Lucie tried to drift off to sleep. What stories would she tell of Elijah? Which ones would be the facts of who he was. No, is, she told herself. Is. Elijah might have had to head north if he did get trapped beyond that place of broken sea ice. It was several days, to Pond Inlet. And with the storm he would have built an iglu to hunker down and wait it out. Yes, he was probably warmer than her toes at the moment.

Low in her throat, Lucie began to intone the first few notes of the song about the littlest sled dog. Actual throat singing was between two people as notes intoned different pitches as if the paired singers were tossing the music back and forth between their throats constricting and humming like instruments. Lucie’s mother had taught her to sing and her first song was about the littlest sled dog.

It was Elijah’s runt that stayed behind when the others pulled that tugged at her heart. The dog just never grew as burly as the others and Elijah did not think he could use her. He named the dog Maki, too. Maki the wife and Maki the dog. One Maki took care of the other when Elijah went out on the land, hunting caribou or seal. Maki would take her four-pawed counter part to the bay and throw rocks into the summer water, free of ice as it slapped the rocks in gentle waves.

Maki the dog would dive for the rocks and one day she caught a fish. She ate it quickly, but soon learned to fish for more. That summer Lucie spent time looking over the bay of water when she was not helping the cooperative of artists. She would hang prints for her mother and clean paint rollers for the soap-stone carvers. She even typed up letters that told stories of the prints or the artists. It was her summer of adjusting to marriage. Marriage to a hunter who was not home and her in a home she had always shared with her parents and brothers.

Some days she would pretend not to be married at all, but she’d find herself talking to Maki the dog about Elijah. How traditional he was. Probably didn’t know how to read, let alone type. Then she would start arguing with her own complaints. But his eyes were intelligent, gentle, kind. He was smart enough to learn how to type. Maki just listened, her head on her paws as Maki the wife debated whether or not her husband was likable.

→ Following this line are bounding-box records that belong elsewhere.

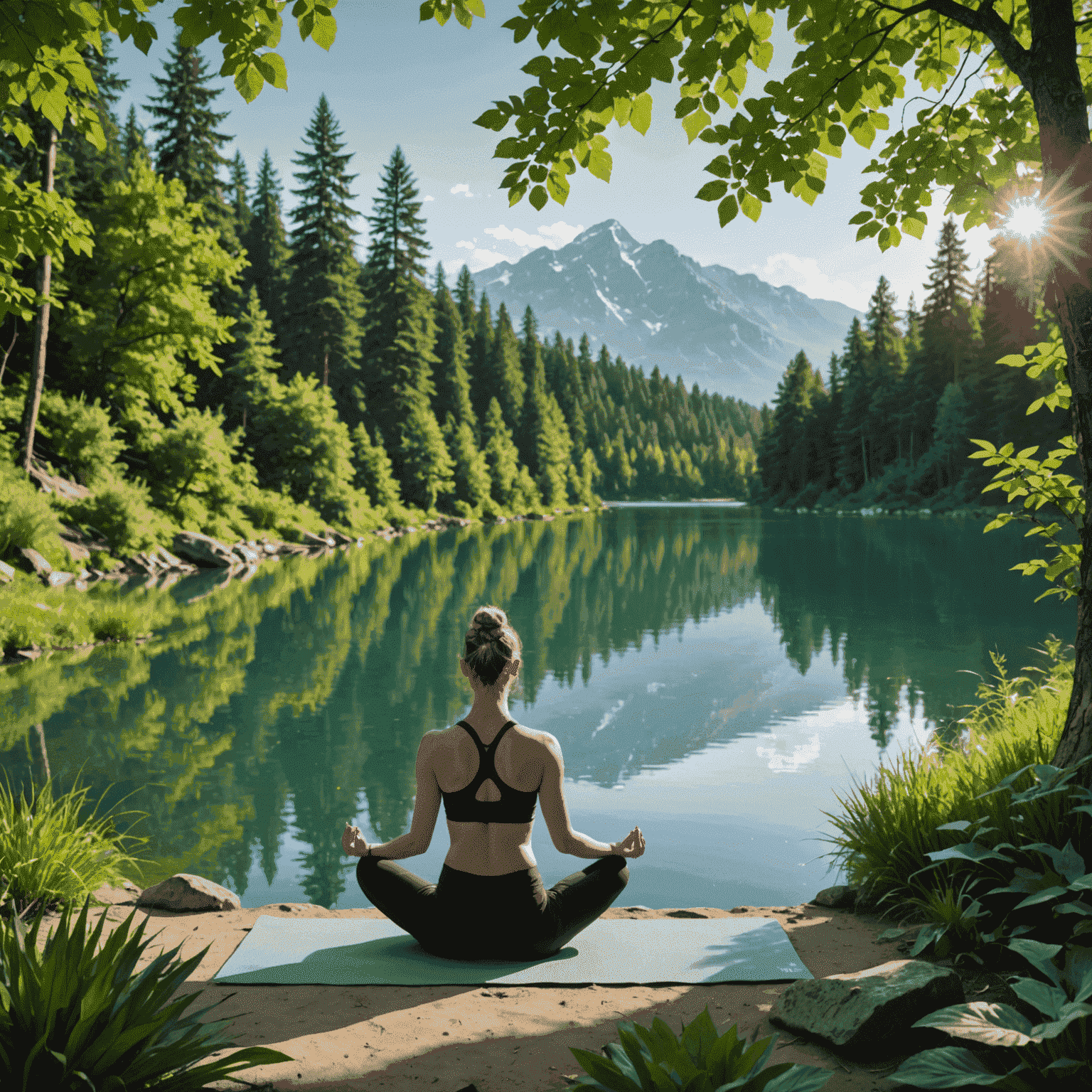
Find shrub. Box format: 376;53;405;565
38;391;124;486
0;902;291;1092
569;1008;835;1092
0;461;60;557
65;474;176;555
825;641;1072;904
0;780;144;913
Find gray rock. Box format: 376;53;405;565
770;959;963;1055
173;530;239;569
18;546;53;577
811;886;857;909
136;872;241;912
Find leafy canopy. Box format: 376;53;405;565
420;0;1048;249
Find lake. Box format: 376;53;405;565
0;503;1076;907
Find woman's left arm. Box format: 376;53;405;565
342;732;441;860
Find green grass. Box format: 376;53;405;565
825;641;1072;916
0;778;145;914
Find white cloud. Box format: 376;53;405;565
751;252;874;311
485;220;584;257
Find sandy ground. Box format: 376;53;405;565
75;888;921;1092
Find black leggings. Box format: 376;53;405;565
356;856;629;961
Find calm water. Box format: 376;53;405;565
0;505;1074;906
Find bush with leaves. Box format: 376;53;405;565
890;939;1092;1092
0;780;145;913
569;1008;833;1092
0;902;291;1092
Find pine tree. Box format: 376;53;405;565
483;304;528;432
284;95;363;426
145;31;238;241
353;422;402;518
121;104;149;169
434;265;477;436
363;147;453;509
230;149;252;240
224;286;281;434
242;149;289;344
456;265;477;334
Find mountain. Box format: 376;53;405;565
474;220;862;405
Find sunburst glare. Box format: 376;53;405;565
1002;198;1046;242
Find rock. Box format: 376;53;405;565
770;959;963;1054
232;542;261;564
811;886;857;909
136;872;241;912
173;530;239;569
18;546;53;578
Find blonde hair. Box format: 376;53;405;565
463;606;522;686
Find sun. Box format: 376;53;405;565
1002;198;1046;242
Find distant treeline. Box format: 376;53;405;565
0;37;760;563
754;218;1070;509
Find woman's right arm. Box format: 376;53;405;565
538;732;644;858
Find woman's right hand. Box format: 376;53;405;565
611;827;644;857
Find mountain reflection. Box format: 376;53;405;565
0;507;1068;905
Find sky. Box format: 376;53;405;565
116;0;1005;310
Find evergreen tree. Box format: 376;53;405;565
145;31;238;241
230;149;252;240
224;286;281;434
363;147;453;509
121;104;149;169
353;422;402;517
242;149;289;344
434;265;477;436
456;265;477;333
483;304;528;432
837;318;872;493
284;95;363;424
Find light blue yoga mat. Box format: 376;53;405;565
215;915;811;986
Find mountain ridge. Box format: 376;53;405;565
473;220;864;405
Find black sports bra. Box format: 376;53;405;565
444;721;538;823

When Elijah, her father and two of her brothers returned from summer hunting up north, Maki couldn’t wait t see Elijah. She told herself it was because she had the dog fishing story to tell him. Elijah listened then asked for the fish.

“What fish,” Maki asked.

“The fish the dog caught,” said Elijah.

“But she ate them.”

“Oh,” said Elijah, “It is a good thing that I brought back what I caught. You would starve living with that dog.”

“She is a good fisher, clever, I never asked her to give me her catch,” Lucie had said to him.

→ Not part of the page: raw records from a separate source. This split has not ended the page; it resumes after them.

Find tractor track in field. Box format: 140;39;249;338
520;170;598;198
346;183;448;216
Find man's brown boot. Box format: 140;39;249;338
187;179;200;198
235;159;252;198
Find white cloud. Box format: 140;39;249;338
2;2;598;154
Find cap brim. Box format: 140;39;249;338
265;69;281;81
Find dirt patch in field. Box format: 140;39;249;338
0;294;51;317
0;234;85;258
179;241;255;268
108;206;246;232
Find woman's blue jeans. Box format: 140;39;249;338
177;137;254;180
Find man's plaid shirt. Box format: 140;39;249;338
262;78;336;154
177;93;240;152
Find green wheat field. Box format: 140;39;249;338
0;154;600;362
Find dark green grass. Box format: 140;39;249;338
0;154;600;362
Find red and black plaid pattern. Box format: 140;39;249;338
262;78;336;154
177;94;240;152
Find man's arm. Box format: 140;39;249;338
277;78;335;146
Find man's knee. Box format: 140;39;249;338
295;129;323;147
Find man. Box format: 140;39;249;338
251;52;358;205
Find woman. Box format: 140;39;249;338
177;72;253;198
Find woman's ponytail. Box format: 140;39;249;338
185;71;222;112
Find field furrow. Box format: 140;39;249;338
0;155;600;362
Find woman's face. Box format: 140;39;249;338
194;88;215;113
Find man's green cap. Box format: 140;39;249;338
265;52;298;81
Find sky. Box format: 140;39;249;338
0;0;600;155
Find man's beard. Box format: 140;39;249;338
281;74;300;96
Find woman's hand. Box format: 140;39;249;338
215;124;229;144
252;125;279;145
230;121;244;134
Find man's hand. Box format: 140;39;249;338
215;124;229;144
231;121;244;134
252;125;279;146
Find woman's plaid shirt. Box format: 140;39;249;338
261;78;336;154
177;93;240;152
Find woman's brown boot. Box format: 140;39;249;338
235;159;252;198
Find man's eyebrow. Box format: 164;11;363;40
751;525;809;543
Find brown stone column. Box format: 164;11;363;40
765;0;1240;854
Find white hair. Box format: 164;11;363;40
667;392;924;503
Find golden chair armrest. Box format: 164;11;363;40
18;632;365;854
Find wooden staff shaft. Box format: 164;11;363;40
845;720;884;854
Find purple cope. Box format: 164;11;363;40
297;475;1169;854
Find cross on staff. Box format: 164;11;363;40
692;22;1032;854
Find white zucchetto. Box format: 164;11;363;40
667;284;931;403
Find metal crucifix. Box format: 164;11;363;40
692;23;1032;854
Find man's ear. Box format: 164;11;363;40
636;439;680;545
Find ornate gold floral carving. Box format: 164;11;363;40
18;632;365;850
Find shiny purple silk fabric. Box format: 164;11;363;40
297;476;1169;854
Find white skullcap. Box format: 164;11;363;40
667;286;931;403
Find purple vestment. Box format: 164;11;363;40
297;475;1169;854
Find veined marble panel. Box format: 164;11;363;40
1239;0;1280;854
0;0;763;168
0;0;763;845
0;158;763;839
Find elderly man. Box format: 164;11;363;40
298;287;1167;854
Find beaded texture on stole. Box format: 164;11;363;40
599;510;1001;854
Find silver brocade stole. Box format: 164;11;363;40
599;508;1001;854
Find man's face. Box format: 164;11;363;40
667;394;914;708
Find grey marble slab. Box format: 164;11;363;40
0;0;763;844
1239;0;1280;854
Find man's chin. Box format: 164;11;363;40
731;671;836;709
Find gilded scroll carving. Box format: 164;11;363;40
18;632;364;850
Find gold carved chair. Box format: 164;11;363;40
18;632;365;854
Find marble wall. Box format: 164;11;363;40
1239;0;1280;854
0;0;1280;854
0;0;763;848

“Then what kind of fisher dog is she if she eats all the fish,” Elijah asked. “She is like the littlest sled dog.”

“Is that why you call her ‘Maki,’” asked Lucie.

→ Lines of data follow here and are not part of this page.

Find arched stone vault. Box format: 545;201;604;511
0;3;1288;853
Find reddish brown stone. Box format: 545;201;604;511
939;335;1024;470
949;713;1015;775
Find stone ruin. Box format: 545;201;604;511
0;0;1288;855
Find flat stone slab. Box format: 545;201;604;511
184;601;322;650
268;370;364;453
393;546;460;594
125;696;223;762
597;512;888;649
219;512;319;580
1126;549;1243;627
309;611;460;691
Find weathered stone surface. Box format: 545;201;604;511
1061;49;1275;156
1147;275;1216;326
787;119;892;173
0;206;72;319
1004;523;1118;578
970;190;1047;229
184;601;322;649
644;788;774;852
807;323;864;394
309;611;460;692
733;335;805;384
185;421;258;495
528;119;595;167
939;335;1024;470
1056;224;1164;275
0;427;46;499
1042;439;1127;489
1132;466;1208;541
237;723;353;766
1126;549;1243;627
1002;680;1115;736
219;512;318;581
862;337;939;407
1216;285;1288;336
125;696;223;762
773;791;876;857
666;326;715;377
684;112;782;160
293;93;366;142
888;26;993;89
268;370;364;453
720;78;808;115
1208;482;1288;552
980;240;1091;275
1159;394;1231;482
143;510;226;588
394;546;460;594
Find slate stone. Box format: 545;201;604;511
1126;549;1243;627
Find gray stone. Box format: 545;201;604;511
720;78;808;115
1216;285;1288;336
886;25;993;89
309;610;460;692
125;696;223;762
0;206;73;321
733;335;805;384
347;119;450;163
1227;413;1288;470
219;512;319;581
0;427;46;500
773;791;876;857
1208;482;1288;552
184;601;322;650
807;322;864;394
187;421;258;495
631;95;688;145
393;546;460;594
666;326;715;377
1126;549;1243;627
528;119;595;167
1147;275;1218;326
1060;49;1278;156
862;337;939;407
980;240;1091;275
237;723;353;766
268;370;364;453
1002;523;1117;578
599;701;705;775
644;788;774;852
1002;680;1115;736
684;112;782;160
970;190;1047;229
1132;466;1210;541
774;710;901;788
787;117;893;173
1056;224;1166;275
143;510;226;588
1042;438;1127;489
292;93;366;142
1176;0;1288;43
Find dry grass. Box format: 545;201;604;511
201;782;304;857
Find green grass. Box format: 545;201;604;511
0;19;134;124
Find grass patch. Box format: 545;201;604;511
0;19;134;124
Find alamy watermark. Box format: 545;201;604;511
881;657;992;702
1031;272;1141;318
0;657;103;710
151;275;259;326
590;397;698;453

“And why do you call me ‘Maki’ then?”

“You are my littlest wife,” he said as he grinned. “In case I have a yard full of wives one day, I will know which one you are.”

In the dark, Lucie felt a tear trickle out of the corner of her eye and plop into her hair as she laid on her back in bed. Elijah never had a yard full of wives, but he did have a little one who learned to love him. Maybe it was the dog or maybe she would have come to that conclusion after all. But she had loved Elijah and that Maki dog was the first of many that she would love, too.

Lucie was just worried about the dogs, also. But like Elijah, they knew the land and ice. She intoned a few more notes. This song she would need to teach to Elissapee.  And warn the girl that if you fall in love with a man’s dog, you’ll fall in love with him.